Bedenle şiddetin ve estetiğin buluştuğu nokta benim için buydu. Bedenin görüneni ve görünmeyeni arasında bağ kurmaya çalıştım.
Bu serginiz diğer çalışmalarınıza kıyasla tam olarak nerede duruyor?
Bu sergi geldiğim son nokta değil tabii ki. Çok heyecanlandığım, çok streslendiğim, çok korktuğum bir dönemim aslında.

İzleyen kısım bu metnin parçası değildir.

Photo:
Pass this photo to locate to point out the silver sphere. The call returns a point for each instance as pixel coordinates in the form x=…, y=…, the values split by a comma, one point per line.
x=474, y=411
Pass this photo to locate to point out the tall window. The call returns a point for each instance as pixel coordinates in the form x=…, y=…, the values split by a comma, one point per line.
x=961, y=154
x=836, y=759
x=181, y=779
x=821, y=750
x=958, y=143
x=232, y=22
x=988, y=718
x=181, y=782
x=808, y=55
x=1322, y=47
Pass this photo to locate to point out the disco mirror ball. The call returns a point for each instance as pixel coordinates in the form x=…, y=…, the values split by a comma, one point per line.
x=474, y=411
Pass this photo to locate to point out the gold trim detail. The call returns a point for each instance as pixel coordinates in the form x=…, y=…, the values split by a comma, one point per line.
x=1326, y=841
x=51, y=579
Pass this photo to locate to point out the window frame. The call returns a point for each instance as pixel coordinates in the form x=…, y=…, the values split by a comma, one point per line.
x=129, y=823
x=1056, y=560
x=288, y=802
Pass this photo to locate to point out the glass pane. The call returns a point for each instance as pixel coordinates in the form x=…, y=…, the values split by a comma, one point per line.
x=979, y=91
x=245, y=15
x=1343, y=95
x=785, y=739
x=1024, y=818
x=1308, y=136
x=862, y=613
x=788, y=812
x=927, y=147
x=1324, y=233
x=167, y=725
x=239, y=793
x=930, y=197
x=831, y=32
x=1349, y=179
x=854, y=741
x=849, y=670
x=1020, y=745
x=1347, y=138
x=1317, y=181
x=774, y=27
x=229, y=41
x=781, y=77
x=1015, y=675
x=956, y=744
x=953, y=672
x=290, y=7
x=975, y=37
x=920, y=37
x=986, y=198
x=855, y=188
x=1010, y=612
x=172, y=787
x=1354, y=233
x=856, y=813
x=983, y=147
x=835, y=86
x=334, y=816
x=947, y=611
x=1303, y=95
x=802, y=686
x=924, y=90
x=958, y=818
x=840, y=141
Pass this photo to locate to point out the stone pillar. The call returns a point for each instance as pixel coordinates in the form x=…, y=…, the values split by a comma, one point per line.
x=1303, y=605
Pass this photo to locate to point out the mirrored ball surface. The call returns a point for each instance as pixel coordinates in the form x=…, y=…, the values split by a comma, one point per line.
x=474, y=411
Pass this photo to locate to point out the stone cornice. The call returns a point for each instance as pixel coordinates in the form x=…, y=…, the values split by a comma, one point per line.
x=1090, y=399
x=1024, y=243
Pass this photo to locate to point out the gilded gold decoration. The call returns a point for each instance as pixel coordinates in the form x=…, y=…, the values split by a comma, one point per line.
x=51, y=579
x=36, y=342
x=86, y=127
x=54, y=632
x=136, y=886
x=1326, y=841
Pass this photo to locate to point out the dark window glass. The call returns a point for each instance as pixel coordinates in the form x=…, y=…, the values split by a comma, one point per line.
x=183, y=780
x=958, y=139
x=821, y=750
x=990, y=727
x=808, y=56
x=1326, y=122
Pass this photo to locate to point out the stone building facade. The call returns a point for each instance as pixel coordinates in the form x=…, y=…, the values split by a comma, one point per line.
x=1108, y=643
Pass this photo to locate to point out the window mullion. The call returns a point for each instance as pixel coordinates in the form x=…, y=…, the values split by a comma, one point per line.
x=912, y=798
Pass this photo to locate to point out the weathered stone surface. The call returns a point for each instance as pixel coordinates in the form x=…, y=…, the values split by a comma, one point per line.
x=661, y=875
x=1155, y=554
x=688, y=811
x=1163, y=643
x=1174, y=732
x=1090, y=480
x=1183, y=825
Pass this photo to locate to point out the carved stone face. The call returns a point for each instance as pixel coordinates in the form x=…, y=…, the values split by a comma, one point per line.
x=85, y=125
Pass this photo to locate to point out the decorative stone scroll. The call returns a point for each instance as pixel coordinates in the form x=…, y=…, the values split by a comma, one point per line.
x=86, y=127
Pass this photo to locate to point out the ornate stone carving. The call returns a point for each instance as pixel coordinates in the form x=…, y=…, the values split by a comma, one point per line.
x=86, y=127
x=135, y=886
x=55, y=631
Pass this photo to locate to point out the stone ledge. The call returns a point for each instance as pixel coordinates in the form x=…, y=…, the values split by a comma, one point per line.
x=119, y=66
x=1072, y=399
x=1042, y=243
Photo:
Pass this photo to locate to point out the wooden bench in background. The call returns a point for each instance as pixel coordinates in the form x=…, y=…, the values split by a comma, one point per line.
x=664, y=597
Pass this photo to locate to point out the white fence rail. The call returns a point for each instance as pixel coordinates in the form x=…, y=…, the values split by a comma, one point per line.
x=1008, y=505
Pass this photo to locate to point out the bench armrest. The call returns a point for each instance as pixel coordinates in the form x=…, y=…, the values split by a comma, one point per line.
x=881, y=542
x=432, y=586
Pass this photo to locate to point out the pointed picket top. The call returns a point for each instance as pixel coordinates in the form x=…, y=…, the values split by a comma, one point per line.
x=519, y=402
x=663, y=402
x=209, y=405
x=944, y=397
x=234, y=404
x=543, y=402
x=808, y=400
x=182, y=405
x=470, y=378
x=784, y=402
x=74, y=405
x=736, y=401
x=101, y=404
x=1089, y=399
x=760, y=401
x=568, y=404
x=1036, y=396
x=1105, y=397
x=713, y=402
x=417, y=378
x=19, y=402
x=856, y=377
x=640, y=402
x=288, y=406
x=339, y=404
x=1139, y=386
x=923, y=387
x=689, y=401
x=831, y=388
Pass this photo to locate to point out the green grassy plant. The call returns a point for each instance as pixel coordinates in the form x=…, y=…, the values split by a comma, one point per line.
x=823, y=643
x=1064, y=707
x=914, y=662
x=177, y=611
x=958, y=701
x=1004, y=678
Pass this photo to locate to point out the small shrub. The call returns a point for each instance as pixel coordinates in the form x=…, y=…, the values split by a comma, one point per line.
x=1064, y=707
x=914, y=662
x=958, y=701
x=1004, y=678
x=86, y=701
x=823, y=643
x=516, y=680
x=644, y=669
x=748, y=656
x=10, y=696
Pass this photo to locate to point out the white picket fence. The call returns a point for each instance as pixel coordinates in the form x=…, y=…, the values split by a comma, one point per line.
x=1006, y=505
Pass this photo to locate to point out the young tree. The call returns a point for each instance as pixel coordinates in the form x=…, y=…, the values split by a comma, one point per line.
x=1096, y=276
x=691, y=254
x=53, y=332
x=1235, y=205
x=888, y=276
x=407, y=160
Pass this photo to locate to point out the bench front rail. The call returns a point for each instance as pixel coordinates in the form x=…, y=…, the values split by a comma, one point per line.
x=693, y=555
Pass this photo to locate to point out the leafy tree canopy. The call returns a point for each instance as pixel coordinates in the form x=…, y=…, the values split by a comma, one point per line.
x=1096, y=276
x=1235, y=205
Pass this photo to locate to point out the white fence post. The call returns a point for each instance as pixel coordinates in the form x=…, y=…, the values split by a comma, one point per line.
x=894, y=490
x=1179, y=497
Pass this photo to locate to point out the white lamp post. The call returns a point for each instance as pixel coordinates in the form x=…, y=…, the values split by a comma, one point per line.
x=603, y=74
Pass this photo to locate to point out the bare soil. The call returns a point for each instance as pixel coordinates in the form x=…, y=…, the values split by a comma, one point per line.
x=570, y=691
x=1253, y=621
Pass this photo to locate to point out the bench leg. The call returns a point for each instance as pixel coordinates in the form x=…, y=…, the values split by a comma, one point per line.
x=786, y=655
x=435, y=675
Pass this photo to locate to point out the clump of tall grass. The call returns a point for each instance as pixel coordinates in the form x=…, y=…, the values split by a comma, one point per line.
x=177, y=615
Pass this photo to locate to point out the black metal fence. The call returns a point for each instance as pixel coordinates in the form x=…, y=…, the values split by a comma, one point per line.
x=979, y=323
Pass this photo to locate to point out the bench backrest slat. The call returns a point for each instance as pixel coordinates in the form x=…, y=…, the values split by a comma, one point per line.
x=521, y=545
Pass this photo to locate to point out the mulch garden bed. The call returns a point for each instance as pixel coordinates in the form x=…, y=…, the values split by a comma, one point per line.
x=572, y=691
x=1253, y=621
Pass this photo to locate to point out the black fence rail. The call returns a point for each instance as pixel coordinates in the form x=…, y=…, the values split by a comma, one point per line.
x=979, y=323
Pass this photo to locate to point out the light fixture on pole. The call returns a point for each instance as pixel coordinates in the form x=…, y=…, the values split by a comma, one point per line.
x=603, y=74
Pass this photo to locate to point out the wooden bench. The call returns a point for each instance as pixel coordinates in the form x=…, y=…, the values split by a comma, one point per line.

Bir seriye başlamak istiyorum. Türkiye’de benim yaşadığım döneme denk gelen bütün toplumsal gündemler benim penceremden geçsin isterim. Direnişin Estetiği adını verdiğim bu seri beni başka şeyler düşünmeye sevk etti. Ben şu an düşünmeyi bıraksam bile 20 yıllık sergi projelerim var. Klasörlerim var ve bir elbise gardırobunu açıp bugün ne giysem gibi düşündüğümde çıkarabiliyorum. Bu sergiyi daha önceledim diğerlerinden.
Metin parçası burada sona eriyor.